A new type of transistor takes only one electron to switch between on and off, a breakthrough that could lead to lowpower chips with higher computing densities.
The device, dubbed the single-electron transistor (SET) by its developers Robert Blick at the University of Wisconsin-Madison and Dominik Scheibe at Ludwig Maximilian University, Munich, moves electrons using a vibrating arm less than 1 millionth of an inch long topped with a gold tip. The tip, or island, sits between two electrodes, the drain and the source. Applying a voltage to the source sets the arm vibrating at 350 to 400 GHz between the electrodes. Each time the arm touches the source, a single electron hops on the tip, where its presence is detected, signifying a "1" state. The arm then carries the electron to the drain.
Conventional transistors require hundreds of thousands of electrons to flow for the transistor to flip from "1" to "0," explains Blick.
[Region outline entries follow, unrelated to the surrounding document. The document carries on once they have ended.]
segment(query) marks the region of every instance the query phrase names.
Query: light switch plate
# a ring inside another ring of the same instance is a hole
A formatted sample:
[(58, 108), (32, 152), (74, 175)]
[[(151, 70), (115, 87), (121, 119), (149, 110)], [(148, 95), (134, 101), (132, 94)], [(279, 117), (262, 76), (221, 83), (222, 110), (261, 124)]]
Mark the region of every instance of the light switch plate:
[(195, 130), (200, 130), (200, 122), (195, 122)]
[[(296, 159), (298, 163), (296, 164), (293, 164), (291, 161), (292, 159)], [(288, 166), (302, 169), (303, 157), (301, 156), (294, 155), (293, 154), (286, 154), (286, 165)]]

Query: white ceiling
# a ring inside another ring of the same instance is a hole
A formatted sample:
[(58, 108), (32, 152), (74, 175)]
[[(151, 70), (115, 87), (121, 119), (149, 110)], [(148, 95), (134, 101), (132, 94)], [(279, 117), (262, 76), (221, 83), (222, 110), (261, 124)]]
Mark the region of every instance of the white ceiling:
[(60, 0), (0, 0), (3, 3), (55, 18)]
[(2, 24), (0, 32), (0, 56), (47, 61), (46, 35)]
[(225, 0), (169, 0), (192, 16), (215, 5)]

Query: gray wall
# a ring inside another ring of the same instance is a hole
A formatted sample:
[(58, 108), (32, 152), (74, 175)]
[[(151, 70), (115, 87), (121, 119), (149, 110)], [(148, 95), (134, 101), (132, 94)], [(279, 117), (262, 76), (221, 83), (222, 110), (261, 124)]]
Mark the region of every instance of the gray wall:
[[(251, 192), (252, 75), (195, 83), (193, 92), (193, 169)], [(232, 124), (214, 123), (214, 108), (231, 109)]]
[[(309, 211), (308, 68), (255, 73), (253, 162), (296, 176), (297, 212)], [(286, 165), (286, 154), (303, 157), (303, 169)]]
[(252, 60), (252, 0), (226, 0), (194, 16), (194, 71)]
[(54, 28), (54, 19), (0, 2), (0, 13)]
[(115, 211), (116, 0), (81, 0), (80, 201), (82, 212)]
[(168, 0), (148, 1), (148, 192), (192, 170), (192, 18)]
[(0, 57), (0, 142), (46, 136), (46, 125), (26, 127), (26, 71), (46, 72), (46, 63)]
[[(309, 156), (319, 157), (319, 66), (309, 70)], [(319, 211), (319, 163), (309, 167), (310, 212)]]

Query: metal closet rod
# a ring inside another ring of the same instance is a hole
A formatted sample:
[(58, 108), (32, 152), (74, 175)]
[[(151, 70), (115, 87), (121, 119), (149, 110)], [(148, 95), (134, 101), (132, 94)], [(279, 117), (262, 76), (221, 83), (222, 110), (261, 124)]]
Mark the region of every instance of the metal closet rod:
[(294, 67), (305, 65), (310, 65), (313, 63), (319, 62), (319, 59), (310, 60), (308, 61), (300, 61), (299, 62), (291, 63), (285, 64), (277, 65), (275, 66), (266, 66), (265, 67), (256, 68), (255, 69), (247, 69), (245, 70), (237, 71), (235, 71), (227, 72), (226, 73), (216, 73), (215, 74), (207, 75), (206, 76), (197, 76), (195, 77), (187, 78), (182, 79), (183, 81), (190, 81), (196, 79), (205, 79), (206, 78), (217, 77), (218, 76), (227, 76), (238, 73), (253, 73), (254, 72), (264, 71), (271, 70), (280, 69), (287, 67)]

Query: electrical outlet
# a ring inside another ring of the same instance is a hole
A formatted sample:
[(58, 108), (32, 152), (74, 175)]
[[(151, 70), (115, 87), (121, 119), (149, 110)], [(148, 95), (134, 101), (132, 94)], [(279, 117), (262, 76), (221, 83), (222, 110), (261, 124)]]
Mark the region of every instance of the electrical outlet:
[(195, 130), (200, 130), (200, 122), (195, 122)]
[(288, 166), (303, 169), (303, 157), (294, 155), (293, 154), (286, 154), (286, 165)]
So when you use 100,00 electrons to switch a single bit of information in a computer containing millions of transistors of information, it generates a lot of heat. This limits the number of conventional transistors that can squeeze on a chip.
The SET has a few other advantages as well. Because a mechanical action transfers charge carriers between the drain and source, the device withstands much more radiation than transistors that depend on charge transfer. This makes SET better suited for satellites and other devices that routinely see high radiation levels. SET also has a high signal-to-noise ratio. That's because conventional transistors in the "off" state always allow a trickle of electrons to leak through, generating a background signal. The arm on SET, however, has no contact with the two electrodes when it is inactive. SETs are also constructed of silicon and operate over a wide temperature range (333 to 258°F), making them easy to manufacture and integrate into existing, silicon-based circuits. And because the structures are so small and made of ultra-pure silicon, there have extremely small defect densities, and thus are relatively insensitive to wear and breakage.